The Swedish Migration Board estimates that 20 000 Iraqis will come illegally to Sweden this year. Being smuggled here costs 10-15,000 dollars, with false identification and travel documents costing extra. The trafficking business is estimated at 200-300 million dollars this year.
Sweden receives most of the Iraqis that come to Europe. According to UNHCR statistics more Iraqis have applied for asylum in Sweden than in the rest of EU combined, 13,989 compared to 13,473 during the period January-September 2007.
The first new Iraqi passports introduced after Saddam Hussein, the so called S-series passports are not recognized anymore since they are too easy to forge. However both the Swedish Embassy in Damascus and the Swedish Police confirm that the widely used, newer G-passports are also being forged. Partly the forgery is made on stolen blank stocks for real passports.
The Swedish Police also state that the Swedish EU-passports produced since 2003 are forged. These are supposed to be safe. The page which describes the holder consists of seven layers, each with different types of hidden information eg holograms or information that must be read with UV-light. The plastic layers should not be possible to separate. Police have not been able to understand how the forgers do it. The few forgeries on the latest generation of biometric passports have so far been easily detected.

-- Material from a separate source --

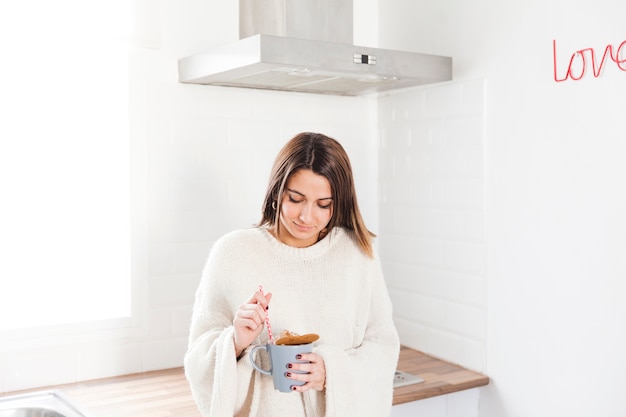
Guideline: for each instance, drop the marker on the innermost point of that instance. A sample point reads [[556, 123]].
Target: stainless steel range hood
[[306, 46]]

Nuri Kino and Marie-Jeanette Löfgren have also been able to establish that all types of documents can be forged; marriage certificates, driver's licenses, army books, stamps, residential permits etc. So sometimes the passport may be real but the residence permit false.
Refugees Going Back
The Kaliber documentary also reported that the European Commission two weeks ago decided to allot half the refugee fund to Sweden, 3.5 million Euros. Four million Iraqis have fled their homes. Most of them to neighboring countries where approximately 2.5 million stay in Jordan and Syria. Until October about 2,000 Iraqis came into Syria every day. Andrew Harper, head of the UNHCR's Iraq Support Team, told the Swedish Radio the situation has completely changed since the last days of October.
Hardly any Iraqis are let into Syria now, perhaps 100 per day. At the same time Iraqis have increasingly started to go back to Iraq. For every Iraqi coming to Syria, two are returning to Iraq, not because it is safe, but because of higher costs in Syria, depletion of refugees' money and the prohibition on Iraqis to work. Syrian authorities have also proclaimed their intent to send Iraqis with expired permits back to Iraq. Mr. Harper criticizes the world community for not helping Syria and says "It [Syria] has cried for help for some time now, and when there has been absolute silence from the international community, they have basically said 1.5 million Iraqis is enough."